Green living happens in different shades for different people. Grocery shopping is a great example. Some grocery shopping steps are super mega green while others are mildly green. The best plan, if you’re new to green living, is to start small, taking green steps that are easy to manage. Eventually work in more and more green steps until your grocery shopping experience is as green as possible.
Mild green grocery shopping:
- Buy some reusable grocery bags and actually remember to take them to the store when you shop.
- Shop close to home so that you drive less, and combine trips on the same day if you have to hit two grocery stores.
- Plan some of the weeks meals at a time so that you limit take out.
- Choose three must have organic item and always buy it. For example, always buy organic milk, organic apples, and organic chicken.
- Never buy plastic water bottles.
Smarter green grocery shopping:
- Do all the above mild green steps and…
- Always buy everything on the dirty dozen list in organic form.
- Limit food waste to the max by making grocery and meal lists a week or two in advance.
- Buy some reusable produce bags to add to your shopping bag collection and use them.
- Avoid three single serve or overly packaged items you tend to buy on a regular basis. For example, ban juice boxes, individually wrapped slices of cheese, and snack sized cracker packs.
- Buy all food for kids under three years in organic form – little ones are more susceptible to pesticides than older kids and adults.
Hyper mega green grocery shopping:
- Do all the above mild and smarter green grocery steps plus…
- Carry a list with you that reminds you which foods you should always buy in organic form and refer to it before you choose food items.
- Buy some bulk food baggies and use them to get bulk food items that you normally buy in packaged form. By now you should have reusable grocery bags, reusable produce bags, and reusable bulk food bags which means you’ve successfully cut out disposable grocery bags (yay!).While you’re at it you may as well ban plastic snack baggies and use reusable snack bags too.

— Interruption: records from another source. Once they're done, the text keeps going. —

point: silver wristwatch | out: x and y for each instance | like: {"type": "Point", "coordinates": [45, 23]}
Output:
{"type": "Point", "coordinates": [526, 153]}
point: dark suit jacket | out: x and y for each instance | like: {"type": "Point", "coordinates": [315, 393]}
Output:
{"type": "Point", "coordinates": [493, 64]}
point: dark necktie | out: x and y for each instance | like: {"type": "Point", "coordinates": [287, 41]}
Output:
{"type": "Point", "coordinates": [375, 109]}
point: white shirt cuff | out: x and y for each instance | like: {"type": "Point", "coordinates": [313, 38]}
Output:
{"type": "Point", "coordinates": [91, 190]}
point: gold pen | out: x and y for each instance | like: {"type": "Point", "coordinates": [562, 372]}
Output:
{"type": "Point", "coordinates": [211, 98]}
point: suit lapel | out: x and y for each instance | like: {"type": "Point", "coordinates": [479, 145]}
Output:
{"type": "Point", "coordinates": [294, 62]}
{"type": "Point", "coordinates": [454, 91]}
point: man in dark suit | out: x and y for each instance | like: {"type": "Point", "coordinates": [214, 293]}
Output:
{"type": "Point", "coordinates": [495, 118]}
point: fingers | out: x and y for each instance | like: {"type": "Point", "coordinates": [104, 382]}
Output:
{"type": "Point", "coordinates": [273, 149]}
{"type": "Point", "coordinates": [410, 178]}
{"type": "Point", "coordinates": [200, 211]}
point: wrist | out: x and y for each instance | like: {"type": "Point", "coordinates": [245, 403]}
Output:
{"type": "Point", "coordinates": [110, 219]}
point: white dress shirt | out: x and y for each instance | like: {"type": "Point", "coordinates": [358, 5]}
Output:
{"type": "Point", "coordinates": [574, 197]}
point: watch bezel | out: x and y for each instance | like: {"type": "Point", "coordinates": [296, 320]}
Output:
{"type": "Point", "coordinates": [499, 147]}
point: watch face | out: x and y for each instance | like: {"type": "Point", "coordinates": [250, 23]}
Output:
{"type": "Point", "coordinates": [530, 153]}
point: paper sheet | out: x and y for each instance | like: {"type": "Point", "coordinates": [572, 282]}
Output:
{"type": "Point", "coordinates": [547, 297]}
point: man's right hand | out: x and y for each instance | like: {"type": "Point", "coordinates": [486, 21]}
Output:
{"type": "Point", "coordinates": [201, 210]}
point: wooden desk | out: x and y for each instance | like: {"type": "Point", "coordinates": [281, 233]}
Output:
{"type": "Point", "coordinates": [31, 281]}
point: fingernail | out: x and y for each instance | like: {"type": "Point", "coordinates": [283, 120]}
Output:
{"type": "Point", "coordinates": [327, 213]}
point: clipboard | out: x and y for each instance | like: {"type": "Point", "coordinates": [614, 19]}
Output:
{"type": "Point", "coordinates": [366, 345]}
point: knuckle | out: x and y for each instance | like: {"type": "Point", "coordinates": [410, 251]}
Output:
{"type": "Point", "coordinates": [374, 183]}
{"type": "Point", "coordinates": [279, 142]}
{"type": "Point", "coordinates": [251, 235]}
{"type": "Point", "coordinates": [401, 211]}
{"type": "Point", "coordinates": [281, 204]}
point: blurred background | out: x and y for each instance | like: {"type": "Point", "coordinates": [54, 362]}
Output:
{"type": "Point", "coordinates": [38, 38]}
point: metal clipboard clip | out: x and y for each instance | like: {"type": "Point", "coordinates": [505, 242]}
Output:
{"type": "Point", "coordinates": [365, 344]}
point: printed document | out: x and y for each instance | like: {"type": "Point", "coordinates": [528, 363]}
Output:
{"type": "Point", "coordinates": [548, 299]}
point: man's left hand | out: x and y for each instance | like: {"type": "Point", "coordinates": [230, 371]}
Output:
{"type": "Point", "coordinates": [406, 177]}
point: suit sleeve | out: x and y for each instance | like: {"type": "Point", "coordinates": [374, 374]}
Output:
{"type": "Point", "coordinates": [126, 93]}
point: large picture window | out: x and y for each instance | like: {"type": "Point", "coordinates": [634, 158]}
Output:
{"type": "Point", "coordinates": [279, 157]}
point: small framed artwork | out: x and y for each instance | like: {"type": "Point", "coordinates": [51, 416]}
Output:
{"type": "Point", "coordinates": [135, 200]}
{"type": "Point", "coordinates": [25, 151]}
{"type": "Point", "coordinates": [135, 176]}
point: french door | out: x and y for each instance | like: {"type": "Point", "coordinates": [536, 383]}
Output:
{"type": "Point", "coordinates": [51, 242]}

- Only buy food sold in recyclable or recycled packaging. Avoid plastic containers and look for the most minimal packaging possible.
- Create a solid list of green food criteria to follow so you have a game plan. It’s greener to buy less and only buy what you need.
- Look up the green policies of stores and food companies and only buy from ones that have green ethics.
Of course you can do all or only some of the above. The point is to work in some green steps at least, but make sure that they’re steps that actually work for your family.
How are you greening your shopping trips?